## Sunday, December 18, 2011

### Problem 705: Intersecting Circles, Diameter, Angles, Measurement

Geometry Problem
Level: Mathematics Education, High School, Honors Geometry, College.

Click the figure below to see the complete problem 705.

1. Happy New Year to all - I've a suggestion for Peter, Pravin and others.
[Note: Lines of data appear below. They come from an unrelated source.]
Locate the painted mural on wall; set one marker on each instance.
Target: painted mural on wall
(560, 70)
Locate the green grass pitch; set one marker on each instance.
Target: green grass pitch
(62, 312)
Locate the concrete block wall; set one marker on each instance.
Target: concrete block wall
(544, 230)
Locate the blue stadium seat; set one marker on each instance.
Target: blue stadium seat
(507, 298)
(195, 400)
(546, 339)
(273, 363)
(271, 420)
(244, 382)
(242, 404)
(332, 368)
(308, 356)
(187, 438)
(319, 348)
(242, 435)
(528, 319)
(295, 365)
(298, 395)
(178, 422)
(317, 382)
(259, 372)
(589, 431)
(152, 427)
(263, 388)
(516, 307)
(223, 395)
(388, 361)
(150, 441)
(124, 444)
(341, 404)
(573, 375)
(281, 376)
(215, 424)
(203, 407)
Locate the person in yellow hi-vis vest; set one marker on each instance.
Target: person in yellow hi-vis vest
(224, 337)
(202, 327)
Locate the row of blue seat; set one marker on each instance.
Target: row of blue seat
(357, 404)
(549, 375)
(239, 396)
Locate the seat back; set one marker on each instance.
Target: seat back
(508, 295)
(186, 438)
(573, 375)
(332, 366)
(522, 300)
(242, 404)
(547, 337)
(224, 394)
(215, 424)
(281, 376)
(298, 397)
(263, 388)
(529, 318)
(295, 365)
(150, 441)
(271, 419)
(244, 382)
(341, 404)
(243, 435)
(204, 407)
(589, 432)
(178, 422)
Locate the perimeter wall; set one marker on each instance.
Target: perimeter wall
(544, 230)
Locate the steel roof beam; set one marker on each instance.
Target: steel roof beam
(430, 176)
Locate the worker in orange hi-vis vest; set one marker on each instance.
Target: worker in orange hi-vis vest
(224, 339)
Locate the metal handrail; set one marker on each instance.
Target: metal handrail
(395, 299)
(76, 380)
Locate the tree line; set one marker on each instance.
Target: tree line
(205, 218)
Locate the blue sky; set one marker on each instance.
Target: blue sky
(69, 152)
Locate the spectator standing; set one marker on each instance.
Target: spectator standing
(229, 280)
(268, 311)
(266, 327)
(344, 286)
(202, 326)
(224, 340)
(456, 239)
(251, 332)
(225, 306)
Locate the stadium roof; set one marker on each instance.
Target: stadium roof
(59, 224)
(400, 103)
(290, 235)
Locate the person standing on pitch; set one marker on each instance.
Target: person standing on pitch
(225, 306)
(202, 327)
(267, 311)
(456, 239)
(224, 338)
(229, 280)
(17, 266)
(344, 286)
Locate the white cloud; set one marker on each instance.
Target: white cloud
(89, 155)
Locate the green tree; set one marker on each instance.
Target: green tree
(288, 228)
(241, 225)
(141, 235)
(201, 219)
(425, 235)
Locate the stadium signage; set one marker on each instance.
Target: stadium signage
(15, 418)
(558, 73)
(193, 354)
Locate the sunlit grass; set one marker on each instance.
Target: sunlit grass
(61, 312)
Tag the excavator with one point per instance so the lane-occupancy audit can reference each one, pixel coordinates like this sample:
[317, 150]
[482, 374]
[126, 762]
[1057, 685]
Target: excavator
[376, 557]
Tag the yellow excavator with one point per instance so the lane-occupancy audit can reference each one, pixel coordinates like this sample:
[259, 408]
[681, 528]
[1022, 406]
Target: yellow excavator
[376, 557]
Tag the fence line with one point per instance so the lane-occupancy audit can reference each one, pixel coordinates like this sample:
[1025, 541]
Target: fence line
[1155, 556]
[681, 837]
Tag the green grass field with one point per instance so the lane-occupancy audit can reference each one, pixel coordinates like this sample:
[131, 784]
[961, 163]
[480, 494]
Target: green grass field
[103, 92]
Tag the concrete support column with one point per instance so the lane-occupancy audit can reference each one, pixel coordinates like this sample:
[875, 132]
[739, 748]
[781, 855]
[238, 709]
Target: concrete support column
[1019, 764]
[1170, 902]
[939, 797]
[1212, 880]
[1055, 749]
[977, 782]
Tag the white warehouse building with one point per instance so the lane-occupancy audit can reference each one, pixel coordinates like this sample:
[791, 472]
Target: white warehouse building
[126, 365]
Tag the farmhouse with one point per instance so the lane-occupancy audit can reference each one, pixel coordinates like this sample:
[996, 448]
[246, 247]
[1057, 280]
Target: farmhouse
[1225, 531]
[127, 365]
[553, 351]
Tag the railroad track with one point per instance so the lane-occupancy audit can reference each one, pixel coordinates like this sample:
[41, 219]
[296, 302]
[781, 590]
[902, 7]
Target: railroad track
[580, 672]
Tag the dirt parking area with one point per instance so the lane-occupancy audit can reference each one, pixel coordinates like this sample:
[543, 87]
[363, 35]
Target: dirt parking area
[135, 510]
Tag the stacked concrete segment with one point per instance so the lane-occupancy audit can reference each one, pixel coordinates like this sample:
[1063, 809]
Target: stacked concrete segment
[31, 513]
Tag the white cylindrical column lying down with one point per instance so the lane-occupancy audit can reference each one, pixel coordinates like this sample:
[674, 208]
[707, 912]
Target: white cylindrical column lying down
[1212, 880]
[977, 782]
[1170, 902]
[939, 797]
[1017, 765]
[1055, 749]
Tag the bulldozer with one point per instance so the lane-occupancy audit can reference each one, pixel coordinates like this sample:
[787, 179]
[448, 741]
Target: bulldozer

We've in our diagram E as the midpoint of GH and similarly F is the midpoint of MN. Thus, AH=AG and AM=AN.
What I cannot prove is that AG=AM & in fact AG=AH=AM=AN. In other words, a circle with centre at A and radius = AN will pass thru N,G,M & H and thus /_X=36 since/_NHG=36.
Now there remains a small matter of proving AG=AM where your expertise is solicited.
Cheerio
Ajit

2. Continuing the reasoning of Ajit:
In right triangle AMD: AM^2 = AF * AD ---(1)
In right triangle AHC: AH^2 = AE * AC ---(2)
Angle(ADE)=ACE) = 90–58 = 32 degree.
So AF * AD = AE * AC ---(3)
By (1),(2)and(3) ---> AM = AH.
So AH = AG = AM = AN,
therefore the quadrilateral HMGN is cyclic.
Then angle (NHG)=(NMG)=36 degrees.
So x = 36 degrees.

3. Thanks Anonymous.

4. GX*HX = CX*FX = DX* EX = MX* NX

Hence H,M,G,N is concyclic

Hence angle XMG = angle XHN = 36

1. NOTE : X is the point where EG intersects MF